At the Los Angeles Red Cross office, volunteer Luis Eduardo Garcia, a former government tourism director in Colombia, said residents of Armero believed that it was “impossible” that the volcano, “covered with perpetual snow,” would erupt, but he added there was little danger to tourists who frequented the ski resort on its slopes.

An estimated 30,000 to 40,000 Colombian nationals live in Los Angeles, according to the consulate here. Like the 11 other Colombian consulates in the United States, the Los Angeles consulate on Wilshire Boulevard has opened bank accounts to handle aid donations.

“We got lots of calls this morning (from Colombian nationals), asking what help they could give,” said Vice Consul Silvia Paredes. She said callers were particularly shocked because the stricken area, which was “completely erased,” is “one of the richest of Colombia.” Its production of rice and cotton earned Armero the name the “white city of Colombia.” The area’s coffee crop makes it a valuable export region as well.

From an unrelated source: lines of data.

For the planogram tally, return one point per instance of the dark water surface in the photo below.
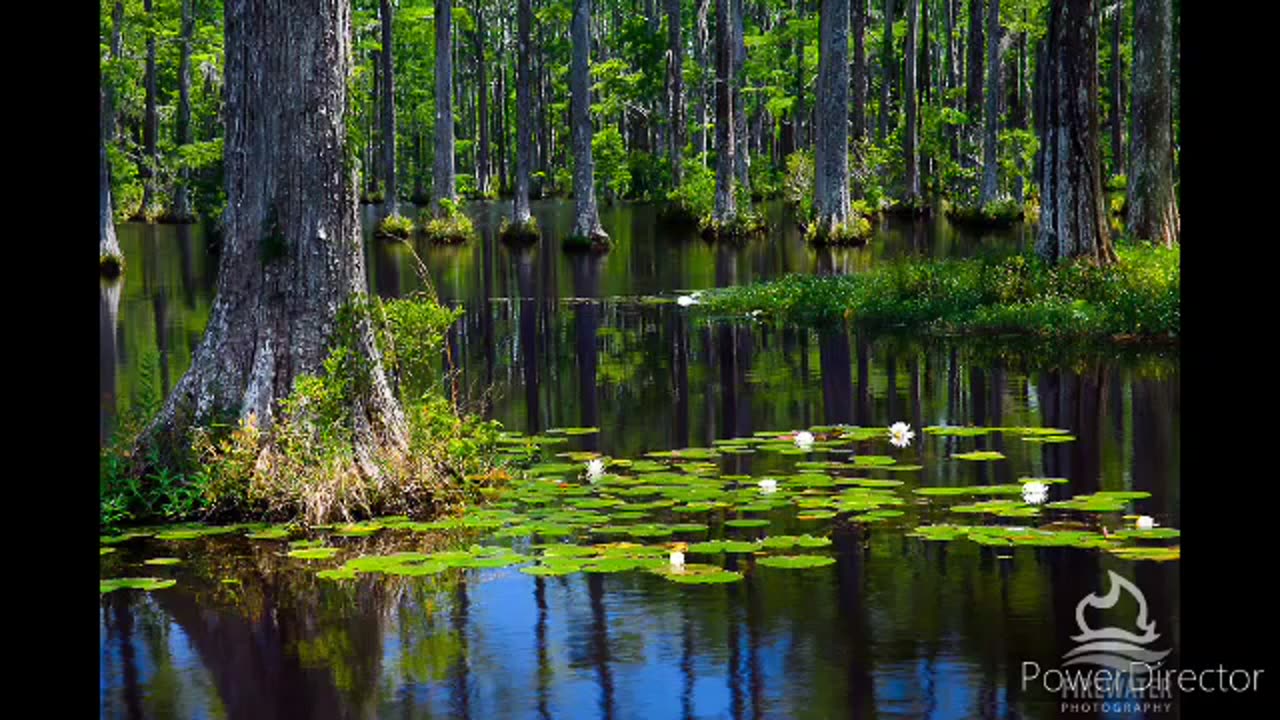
(896, 628)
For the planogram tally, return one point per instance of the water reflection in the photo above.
(897, 627)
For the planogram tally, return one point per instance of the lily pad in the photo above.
(746, 523)
(979, 455)
(695, 574)
(135, 583)
(314, 552)
(796, 561)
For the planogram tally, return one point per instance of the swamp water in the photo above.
(487, 621)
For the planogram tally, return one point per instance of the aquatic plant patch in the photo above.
(795, 561)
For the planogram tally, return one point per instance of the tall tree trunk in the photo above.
(859, 30)
(391, 203)
(1073, 219)
(831, 158)
(108, 247)
(586, 220)
(888, 71)
(483, 92)
(1116, 91)
(675, 90)
(443, 180)
(700, 44)
(726, 206)
(117, 51)
(524, 118)
(973, 92)
(990, 180)
(909, 154)
(1152, 205)
(181, 201)
(150, 159)
(291, 253)
(741, 153)
(501, 99)
(799, 114)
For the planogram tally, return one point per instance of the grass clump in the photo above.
(1139, 296)
(396, 226)
(449, 224)
(520, 233)
(995, 214)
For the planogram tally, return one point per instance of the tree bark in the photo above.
(443, 181)
(106, 244)
(1073, 219)
(741, 151)
(181, 200)
(909, 135)
(990, 165)
(831, 159)
(1116, 92)
(726, 206)
(150, 160)
(586, 220)
(291, 253)
(973, 92)
(859, 30)
(524, 117)
(1152, 206)
(888, 71)
(391, 197)
(700, 44)
(483, 92)
(675, 90)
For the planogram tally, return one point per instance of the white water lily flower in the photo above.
(1034, 492)
(900, 434)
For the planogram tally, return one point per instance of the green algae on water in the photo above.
(135, 583)
(695, 574)
(314, 552)
(795, 561)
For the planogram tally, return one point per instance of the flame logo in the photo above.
(1115, 647)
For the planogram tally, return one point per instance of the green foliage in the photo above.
(396, 226)
(799, 183)
(1019, 294)
(695, 197)
(609, 158)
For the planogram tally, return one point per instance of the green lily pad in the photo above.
(979, 455)
(1153, 554)
(280, 532)
(695, 574)
(135, 583)
(314, 552)
(795, 561)
(787, 542)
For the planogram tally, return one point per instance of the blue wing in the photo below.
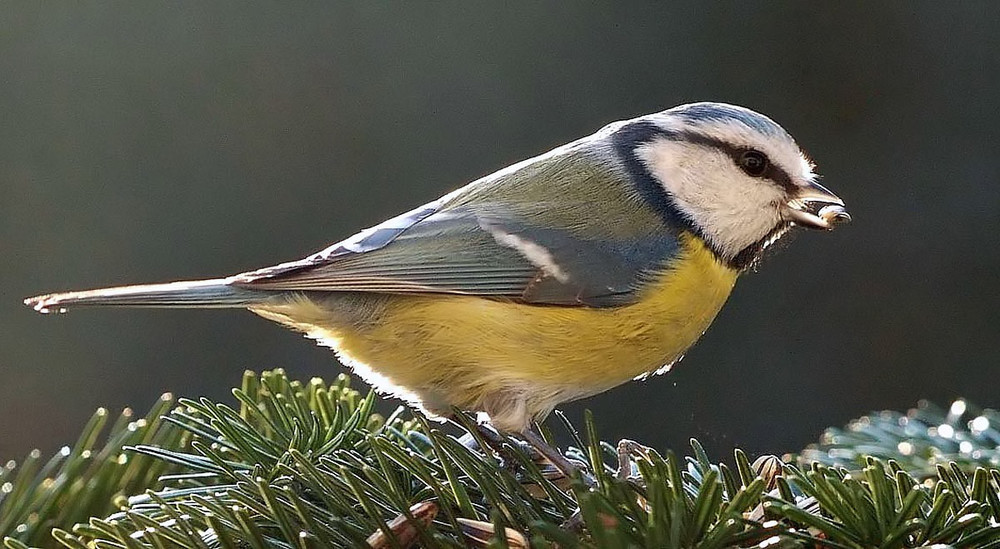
(475, 242)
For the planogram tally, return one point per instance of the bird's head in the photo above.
(735, 177)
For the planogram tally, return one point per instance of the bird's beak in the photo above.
(815, 207)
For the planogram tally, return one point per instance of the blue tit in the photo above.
(556, 278)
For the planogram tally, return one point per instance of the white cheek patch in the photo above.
(732, 209)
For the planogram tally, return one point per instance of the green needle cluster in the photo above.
(302, 465)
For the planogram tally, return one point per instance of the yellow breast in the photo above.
(445, 350)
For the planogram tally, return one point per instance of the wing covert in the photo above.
(594, 247)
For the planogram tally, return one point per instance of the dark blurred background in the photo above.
(147, 142)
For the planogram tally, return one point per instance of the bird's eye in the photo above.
(754, 163)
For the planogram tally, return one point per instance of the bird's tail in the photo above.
(192, 294)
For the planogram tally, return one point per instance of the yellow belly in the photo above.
(518, 361)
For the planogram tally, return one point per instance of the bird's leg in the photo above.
(559, 461)
(626, 449)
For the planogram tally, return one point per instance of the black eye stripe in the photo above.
(773, 172)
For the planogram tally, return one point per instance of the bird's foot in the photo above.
(627, 449)
(565, 467)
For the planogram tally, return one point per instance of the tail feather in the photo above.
(194, 294)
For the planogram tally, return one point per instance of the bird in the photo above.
(557, 278)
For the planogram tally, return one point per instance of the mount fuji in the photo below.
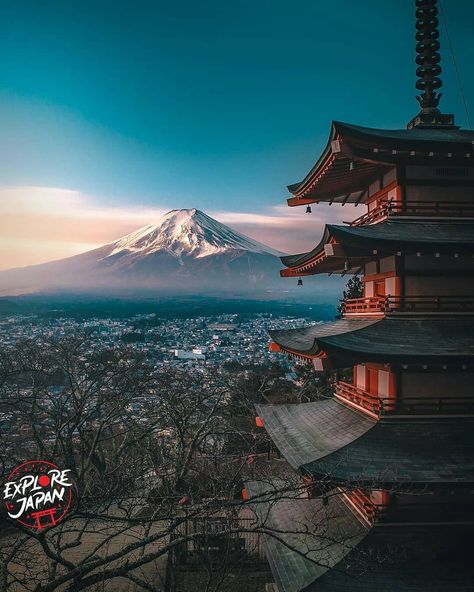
(186, 251)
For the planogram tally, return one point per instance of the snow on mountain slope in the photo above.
(187, 232)
(186, 250)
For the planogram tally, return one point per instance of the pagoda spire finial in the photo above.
(427, 54)
(428, 71)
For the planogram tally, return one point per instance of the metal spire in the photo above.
(429, 69)
(427, 53)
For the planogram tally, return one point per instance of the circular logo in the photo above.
(38, 494)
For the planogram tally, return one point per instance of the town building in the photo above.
(389, 460)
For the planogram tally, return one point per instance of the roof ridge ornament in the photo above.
(428, 71)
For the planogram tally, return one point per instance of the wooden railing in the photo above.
(418, 511)
(359, 306)
(436, 209)
(381, 305)
(364, 505)
(361, 398)
(378, 406)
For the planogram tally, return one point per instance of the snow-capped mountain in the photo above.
(185, 251)
(187, 232)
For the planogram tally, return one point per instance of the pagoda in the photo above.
(389, 459)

“It was a big, a tremendous blow to the economy of the country,” she said.

Didn’t Want to Leave

Her office is also working with the Red Cross to provide temporary shelter for the living, many of them farmers now without farmland. “Campesinos don’t leave their land that easily. They didn’t want to leave their homes--they couldn’t believe there was any danger. It happened from one moment to the next.”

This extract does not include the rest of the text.